Formal Definition and Notation

Formally, we say that a relation $\mathfrak{R}$ on sets $A$ and $B$ is a subset of $A \times B$ (the Cartesian product of $A$ and $B$ ). We often write $a \, \mathfrak{R} \, b$ instead of $(a,b) \in \mathfrak{R}$ . If $A=B$ (the case of most common interest), then we say that $\mathfrak{R}$ is a relation on $A$ .

Thus, in the example of $\sim$ above, we may let $\sim$ be the set of ordered pairs of triangles in the Euclidean plane which are similar to each other.

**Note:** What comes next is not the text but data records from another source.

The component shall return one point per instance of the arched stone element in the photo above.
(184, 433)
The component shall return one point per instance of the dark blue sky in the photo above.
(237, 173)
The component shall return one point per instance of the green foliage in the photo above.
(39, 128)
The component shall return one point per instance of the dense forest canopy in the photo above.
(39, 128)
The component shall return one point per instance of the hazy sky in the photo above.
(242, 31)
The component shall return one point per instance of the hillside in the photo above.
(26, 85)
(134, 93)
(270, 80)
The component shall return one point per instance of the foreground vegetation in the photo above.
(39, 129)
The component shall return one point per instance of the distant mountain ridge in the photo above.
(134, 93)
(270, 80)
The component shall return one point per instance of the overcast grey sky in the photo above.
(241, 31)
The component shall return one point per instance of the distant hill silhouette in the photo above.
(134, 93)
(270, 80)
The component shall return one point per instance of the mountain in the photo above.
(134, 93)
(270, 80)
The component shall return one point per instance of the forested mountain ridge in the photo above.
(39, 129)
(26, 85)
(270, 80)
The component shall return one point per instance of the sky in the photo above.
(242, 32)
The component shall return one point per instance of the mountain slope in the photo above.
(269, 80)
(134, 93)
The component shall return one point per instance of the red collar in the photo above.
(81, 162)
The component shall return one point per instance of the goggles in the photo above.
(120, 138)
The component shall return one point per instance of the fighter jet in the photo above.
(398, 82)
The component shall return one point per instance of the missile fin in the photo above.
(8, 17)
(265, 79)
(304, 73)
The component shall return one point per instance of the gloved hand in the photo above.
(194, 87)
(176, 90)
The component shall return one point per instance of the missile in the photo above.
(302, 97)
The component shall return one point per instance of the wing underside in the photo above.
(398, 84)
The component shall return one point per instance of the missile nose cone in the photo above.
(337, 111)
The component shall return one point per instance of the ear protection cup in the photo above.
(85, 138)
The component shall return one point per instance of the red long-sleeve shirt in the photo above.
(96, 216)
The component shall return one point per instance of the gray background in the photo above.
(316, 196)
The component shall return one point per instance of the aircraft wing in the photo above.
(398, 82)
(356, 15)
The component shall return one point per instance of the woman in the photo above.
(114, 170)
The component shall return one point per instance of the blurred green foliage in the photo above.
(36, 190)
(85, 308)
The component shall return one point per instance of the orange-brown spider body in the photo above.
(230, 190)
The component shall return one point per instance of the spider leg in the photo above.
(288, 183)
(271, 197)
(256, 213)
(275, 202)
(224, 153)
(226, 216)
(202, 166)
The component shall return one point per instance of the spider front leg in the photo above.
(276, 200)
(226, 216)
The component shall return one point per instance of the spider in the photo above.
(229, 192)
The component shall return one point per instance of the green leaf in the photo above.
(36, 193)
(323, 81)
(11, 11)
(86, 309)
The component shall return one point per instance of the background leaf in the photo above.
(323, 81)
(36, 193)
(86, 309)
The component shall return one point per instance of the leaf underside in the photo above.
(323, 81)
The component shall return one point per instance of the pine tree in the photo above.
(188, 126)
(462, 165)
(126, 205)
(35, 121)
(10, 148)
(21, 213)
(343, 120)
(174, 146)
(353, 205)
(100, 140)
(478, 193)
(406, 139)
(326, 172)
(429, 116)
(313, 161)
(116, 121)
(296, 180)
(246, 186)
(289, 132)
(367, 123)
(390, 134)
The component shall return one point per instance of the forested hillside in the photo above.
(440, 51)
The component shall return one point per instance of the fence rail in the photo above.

We could also define a relation $\leq$ on the power set of a set $S$ , so that $(A,B) \in \leq$ , or $A\leq B$ , if and only if $A$ and $B$ are subsets of $S$ and $A$ is a subset of $B$ . This is a common example of an order relation.

Domain and Range

The domain of a binary relation $\mathfrak{R}$ over $A$ and $B$ , written $\text{Dom}(\mathfrak{R})$ , is defined to be the set $\{x \in A | (\exists y \in B)(x,y) \in \mathfrak{R}\}$ . It is thus the set of the first components of the ordered pairs in $\mathfrak{R}$ .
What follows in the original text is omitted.